A partir de ahí todo fue una pesadilla: Ujo, Pola de Lena y finalmente Campomanes. Un poco más allá decidió detenerse porque supo que desde aquel punto era imposible encontrar un paso por donde tender la línea férrea y aunque los mejores ingenieros del mundo y miles de trabajadores pudiesen hacerlo con un esfuerzo sobrehumano, no existía en aquel momento máquina capaz de superar aquellas rampas que se perdían en las alturas tirando por un convoy de vagones cargados.

El informe de sir Joshua fue demoledor; el paso a la Meseta era impracticable y la Compañía del Camino de Hierro del Norte de España debía alterar su planteamiento inicial.
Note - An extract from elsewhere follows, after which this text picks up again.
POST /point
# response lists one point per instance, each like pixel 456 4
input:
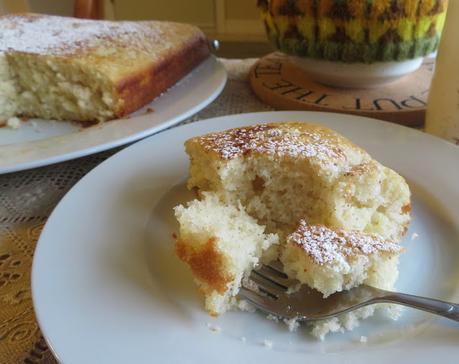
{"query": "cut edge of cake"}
pixel 90 78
Un problema más que venía a añadirse a los que había provocaba incesantemente a uno de los hombres más importantes de España, empeñado en tumbar aquella realización desde un principio porque estorbaba a sus negocios particulares.

Se trataba de Fernando Muñoz, el duque de Riansares, segundo esposo de la regente María Cristina y por lo tanto responsable de su hija, la futura Isabel II: un maestro en urdir intrigas desde la alcoba donde no concedía respiro a la reina madre: después de 10 años de estar casados en secreto acababan de hacer oficial su relación y en ese tiempo le había dado nada menos que siete hermanos a Isabelita... y parecía que la cosa iba a seguir.

El aristócrata, que poseía minas en Siero y Carbayín, también tenía desde septiembre de 1844 la autorización para construir su propio camino de hierro desde las minas de Langreo y Siero hasta Gijón y Avilés. La operación había sido tramitada por tres diputados realistas que más tarde verían recompensada su actuación colocándose en el primer consejo de administración de la llamada Compañía del Ferrocarril de Langreo en Asturias, con domicilio en la madrileña calle de Alcalá y constituido casi en su totalidad por políticos, pero no adelantemos acontecimientos.

Desde que Fernando Muñoz supo que la compañía de sus rivales había sido autorizada empezó a lanzar desde su círculo de allegados rumores destinados a impedir su desarrollo: primero se hizo llegar a Inglaterra la noticia de que el puerto de Avilés no era capaz de recibir buques de mediano calado y para tranquilizar a los accionistas tuvo que organizarse un viaje en un vapor desde Londres, dirigido por el propio John Manby y un grupo de ingenieros que pudieron echar abajo la mentira a pesar de que cuando llegaron a la costa las condiciones de la mar eran especialmente malas; más tarde, una vez superado aquel obstáculo, hubo que combatir una corriente de opinión adversa en el sentido de que no se podía dejar una empresa tan importante en manos inglesas.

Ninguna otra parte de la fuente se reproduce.